Over the past two decades, the country has poured billions into infrastructure designed to reshape its economic landscape. The flagship Grand Ethiopian Renaissance Dam (GERD), Africa’s largest hydropower project, is expected to generate 5,150 megawatts of electricity – nearly tripling national power access and positioning Ethiopia as a regional energy exporter.

Meanwhile, a new US$10 billion international airport near Bishoftu, partly financed by a US$500 million loan from the African Development Bank, is projected to handle 60 million passengers annually by 2040, rivaling major global hubs.

These projects, alongside new logistics corridors and conference centers, have already delivered tangible results. From 2004 to 2023, Ethiopia’s GDP per capita more than tripled and infant mortality halved. Tourism, worth nearly US$5 billion annually before the pandemic, could also double under this infrastructure-led model.

Yet behind the celebrated achievements lies a “silent crisis,” the report warns: Ethiopia has prioritized “concrete and steel” over classrooms and teachers.

While net primary enrollment now stands at about 89 percent, UNESCO estimates that 90 percent of Ethiopian 10-year-olds cannot read a simple text. In 2024, 97 percent of Grade 12 students failed to score at least 50 percent in national exams.

Ethiopia spends roughly 3.7 percent of GDP on education – far below UNESCO’s 6 percent benchmark. Most of this goes to higher education, leaving primary and secondary schools severely underfunded.

Rural classrooms often host 50 or more pupils per teacher, textbooks are scarce, and curricula lag behind market needs. Girls, pastoralist children, and those in conflict-affected regions remain the most excluded: in 2023, 2.6 million children in Amhara and neighboring regions were out of school due to instability.

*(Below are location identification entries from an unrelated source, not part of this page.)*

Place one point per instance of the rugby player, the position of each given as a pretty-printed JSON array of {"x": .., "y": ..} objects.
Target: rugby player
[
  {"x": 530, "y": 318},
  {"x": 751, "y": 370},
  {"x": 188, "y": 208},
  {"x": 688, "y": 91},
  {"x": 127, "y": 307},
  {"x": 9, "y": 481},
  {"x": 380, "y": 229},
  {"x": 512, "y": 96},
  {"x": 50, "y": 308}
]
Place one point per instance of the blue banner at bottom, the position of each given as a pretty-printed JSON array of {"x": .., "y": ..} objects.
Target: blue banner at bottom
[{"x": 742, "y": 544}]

This neglect risks turning infrastructure wealth into a hollow monument, the Lowy Institute argues. Citing Singapore’s experience, the report notes that the Southeast Asian nation devoted 40 percent of its budget to education and health in the 1960s, aligning human capital with industrial policy to become a knowledge-driven economy within two generations.

The report recommends Ethiopia gradually increase education spending to 6 percent of GDP, focus on early learning and teacher quality, and integrate skills training into major infrastructure projects.

For instance, the new Bishoftu airport could fund hospitality training centers, while the GERD could support vocational schools for energy technicians. Strengthening international partnerships to fund classrooms and laboratories, not just dams and runways, is also key.

Green skills and technology should be central to this push, it adds. Ethiopia’s 2023–28 Digital Education Strategy, which introduces solar-powered tablets and online content, is promising but must be scaled equitably and adapted for pastoralist, refugee, and disabled children. Tackling early marriage and child labor will also be essential to protect education as a human right.

Ethiopia has already shown what visionary ambition can achieve in infrastructure. Now it must apply the same determination to its people,” the analysis concludes.

Without this shift, the country may be forced to import skilled labour for its industries, widening inequality at home. Conversely, aligning infrastructure growth with human capital investment could replicate Singapore’s trajectory – a resource-poor nation turned knowledge-rich success.

The Ethiopia of the future – modern, prosperous, and respected – will not be built solely from dams and airports,” the report says. “It will be built in classrooms, where children learn to read, innovate and lead.”